Feb. 14 (Bloomberg) -- Chile’s central bank probably will keep the benchmark interest rate unchanged today after booming retail sales and a drop in the jobless rate reduced the scope for a repeat of last month’s unexpected rate cut.
Policy makers, led by central bank President Rodrigo Vergara, will keep the overnight rate at 5 percent, according to the median estimate of 20 analysts surveyed by Bloomberg. The bank will announce its decision after 6:00 p.m. local time.
Europe’s debt crisis and five interest rate increases last year haven’t caused economic growth to slow as quickly as policy makers forecast in December, maintaining the pressure on consumer prices. The central bank may have acted too soon in cutting rates last month and will temporarily stop its cycle of easing today, Alonso Cervera, an analyst at Credit Suisse Group AG in Mexico City, said by telephone.
“The deceleration hasn’t been that clear and inflation of late hasn’t been as low as the central bank expected, especially in December,” he said. “We do expect more reductions, but later in the year.”
After keeping the rate at 5 percent today, policy makers will cut borrowing costs to 4.75 percent by May and 4.5 percent by August, according to the median estimate of 56 traders and investors surveyed by the central bank on Feb. 7.
Latin American central banks have taken a mixed approach to accelerating inflation and prospects for slower growth abroad, with Brazil cutting rates, Mexico keeping them on hold and Colombia opting for an increase. Policy makers must be ready to act if the European crisis deteriorates, the International Monetary Fund said Feb. 2.

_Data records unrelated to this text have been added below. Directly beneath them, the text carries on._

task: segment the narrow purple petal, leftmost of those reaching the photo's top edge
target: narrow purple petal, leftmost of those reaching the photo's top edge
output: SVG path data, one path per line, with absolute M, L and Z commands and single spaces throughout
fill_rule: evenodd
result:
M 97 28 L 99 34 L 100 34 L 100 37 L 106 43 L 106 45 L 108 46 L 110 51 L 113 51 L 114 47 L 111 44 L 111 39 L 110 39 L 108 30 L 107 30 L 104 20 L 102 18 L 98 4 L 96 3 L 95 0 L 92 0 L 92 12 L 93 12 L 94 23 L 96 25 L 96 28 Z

“A weaker world economy and softer commodity prices translate into a gloomier outlook,” Nicolas Eyzaguirre, director of the Washington-based fund’s Western Hemisphere department, wrote in a blog on the IMF website. “Be ready to ease monetary policy, where strong institutions and low inflation would permit it.”
Chile’s inflation has exceeded the central bank’s target range of 2 percent to 4 percent in the past two months as economic growth surged from 4 percent in November to a higher-than-forecast 5.3 percent in the last month of the year.
Also in December, the unemployment rate unexpectedly fell half a point to 6.6 percent, the lowest level since before the 2009 recession. That, plus a surprise 10.1 percent surge in retail sales in December, increases the odds the government won’t implement a contingency plan to boost employment and investment in 2012.
“The country truly is showing great capacity to grow,” acting Finance Minister Julio Dittborn told reporters in Valparaiso on Jan. 31. “Obviously, things could change.”
Chile’s gross domestic product probably increased 6.3 percent last year, exceeding the central bank’s December forecast of 6.2 percent, the minister said following publication of December growth data. GDP gains will slow this year, with the economy expanding between 3.75 percent and 4.75 percent, the central bank said in its quarterly monetary report on Dec. 20.
Meanwhile the global economy has shown signs of improving, with a decline in the U.S. unemployment rate. Greek lawmakers also have come closer to averting a default by approving austerity plans to secure rescue funds.
“More calm has been seen in markets, with a decline in risk premiums, a generalized appreciation of currencies against the U.S. dollar and an increase in the price of raw materials,” the central bank’s research department said in a report posted on the institution’s website yesterday.
Policy makers may continue cutting rates to soften the peso, which has gained 7.8 percent against the U.S. dollar this year, Bret Rosen, a Latin America strategist at Standard Chartered Bank in New York, wrote in a Feb. 8 report. The peso fell 0.5 percent to 481.95 per U.S. dollar at 9:43 a.m. Santiago time.
The reasons behind the decision to cut rates last month haven’t changed, such as concerns that the external environment remains weak and inflation estimates haven’t breached the central bank target, Rosen wrote.
Two-year breakeven inflation, which is derived by the difference between nominal and inflation-indexed yields, was 3.09 percent at 9:05 a.m. Policy makers target 3 percent inflation over a two-year horizon, plus or minus 1 percentage point.
“The monetary authority has emphasized the forward-looking nature of its decision-making process,” Rosen wrote in the report e-mailed to investors. “Staying on hold risks sending a confusing message to the market, while supporting inflows to the Chilean peso, which faces substantial appreciation pressures.”